It is that awaited time of the month right before our period starts when many women may cry at the drop of a hat, scream at the slightest disturbance, crave the saltiest potato chips and want to sleep until noon. Our mood changes, our behaviors are tweaked and our emotions run wild; and we are not only the ones affected. Those around us tend to want to run for cover as well.
According to the National Center for Biotechnology Information, premenstrual tension, a.k.a. PMS (premenstrual syndrome), affects 75% of women during childbearing years. While symptoms vary slightly from woman to woman and even month-to-month, they are not often what you would describe as pleasant.
The following is an easy to remember guide to Yoga for PMS, as it shares the same acronym (PMS) and can be beneficial in addition to your other favorite remedies. These simple yogic practices help lift your mood, reduce your cravings and balance your emotional states so you can lighten your monthly burden for yourself and for those around you.
P is for Pranayama
There are several ways to practice pranayama, which is the Sanskrit word for yogic breathing. The purpose of pranayama is to enhance prana, the body’s life force energy. The more of this life energy we have, the better we feel.
A very centering and balancing type of pranayama called alternate nostril breathing is helpful in reducing fatigue and increasing energy when we’re feeling heavy or run down by our menstrual cycle.
To perform, close off your right nostril with the thumb of your right hand and exhale completely through your left nostril. Inhale through your left nostril and then close off your left nostril with the fourth finger of your right hand. Next, exhale through your right nostril. Inhale through your right nostril then exhale through your left nostril. Continue to breathe slowly and consistently through alternate nostrils for up to 10 minutes.
M is for Meditation
Taking just a few minutes a day to reflect on the sensations in your body will prove to be more helpful than fussing about them. When you fully embrace your feelings or cravings due to PMS and try not to resist or change them, they tend to lose their power and begin to fade.
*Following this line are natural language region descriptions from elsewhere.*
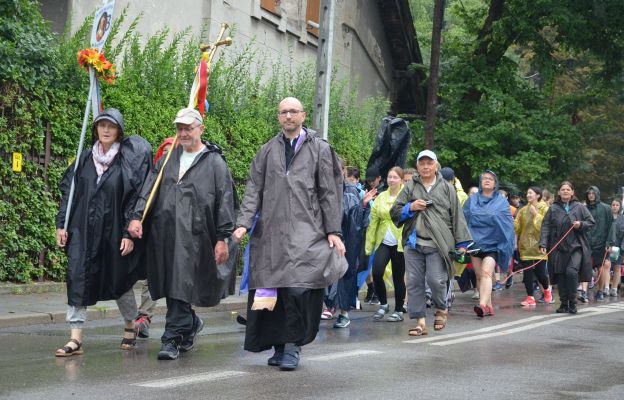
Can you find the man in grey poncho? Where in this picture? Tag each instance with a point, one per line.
(433, 224)
(295, 184)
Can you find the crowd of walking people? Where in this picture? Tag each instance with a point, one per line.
(315, 236)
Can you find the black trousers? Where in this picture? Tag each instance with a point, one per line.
(383, 254)
(293, 322)
(178, 321)
(568, 281)
(538, 272)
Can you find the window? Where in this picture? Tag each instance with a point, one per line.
(270, 6)
(313, 13)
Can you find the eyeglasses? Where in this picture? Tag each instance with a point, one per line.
(186, 129)
(285, 113)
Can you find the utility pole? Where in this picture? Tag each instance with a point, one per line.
(434, 68)
(324, 66)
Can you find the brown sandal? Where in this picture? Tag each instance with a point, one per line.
(67, 351)
(419, 330)
(441, 316)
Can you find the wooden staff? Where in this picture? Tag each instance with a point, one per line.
(209, 51)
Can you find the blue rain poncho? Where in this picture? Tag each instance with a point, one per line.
(491, 224)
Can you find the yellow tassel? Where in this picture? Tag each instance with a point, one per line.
(264, 302)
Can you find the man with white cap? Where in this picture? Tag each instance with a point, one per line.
(433, 225)
(187, 227)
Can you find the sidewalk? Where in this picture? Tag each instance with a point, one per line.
(47, 303)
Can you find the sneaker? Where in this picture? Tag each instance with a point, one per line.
(141, 326)
(396, 316)
(529, 301)
(548, 296)
(189, 342)
(169, 351)
(509, 282)
(378, 316)
(276, 360)
(563, 309)
(343, 321)
(290, 361)
(583, 298)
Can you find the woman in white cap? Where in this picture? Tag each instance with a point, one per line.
(101, 259)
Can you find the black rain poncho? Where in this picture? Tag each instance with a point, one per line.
(99, 220)
(186, 220)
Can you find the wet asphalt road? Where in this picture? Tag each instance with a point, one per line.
(518, 354)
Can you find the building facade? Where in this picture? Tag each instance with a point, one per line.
(374, 40)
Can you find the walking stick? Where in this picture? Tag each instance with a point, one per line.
(85, 121)
(208, 53)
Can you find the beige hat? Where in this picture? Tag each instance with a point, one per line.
(188, 116)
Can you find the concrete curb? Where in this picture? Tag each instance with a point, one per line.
(34, 287)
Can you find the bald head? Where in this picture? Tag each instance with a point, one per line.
(291, 116)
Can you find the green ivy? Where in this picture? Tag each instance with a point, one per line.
(41, 84)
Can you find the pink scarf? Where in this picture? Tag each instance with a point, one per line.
(103, 160)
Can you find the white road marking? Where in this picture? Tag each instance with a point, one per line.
(551, 319)
(480, 330)
(526, 327)
(342, 354)
(190, 379)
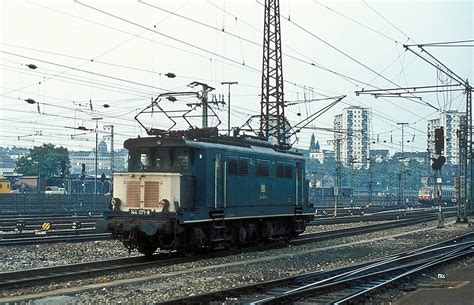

Notice how your body feels, whether it is bloated, anxiously hungry or like you have a vice grip on your uterus, and meditate on it. What you resist will persist, so with all of your focus and concentration, you must feel it to heal it.
S is for Supta Baddha Konasana (Goddess Pose)
This pose not only helps to relieve nasty PMS symptoms, it offers benefits for the reproductive system and refreshes a stale libido.
Lie on your back with both knees bent. Bring the bottoms of your feet together and let your knees fall out to the side. Place supports such as pillows or rolled up blankets under both knees if needed. Take several deep breaths in this pose and allow your belly to feel full of feminine, life giving energy. Trust in your internal wisdom and appreciate the miracles of your body. Hold this pose for up to 5 minutes.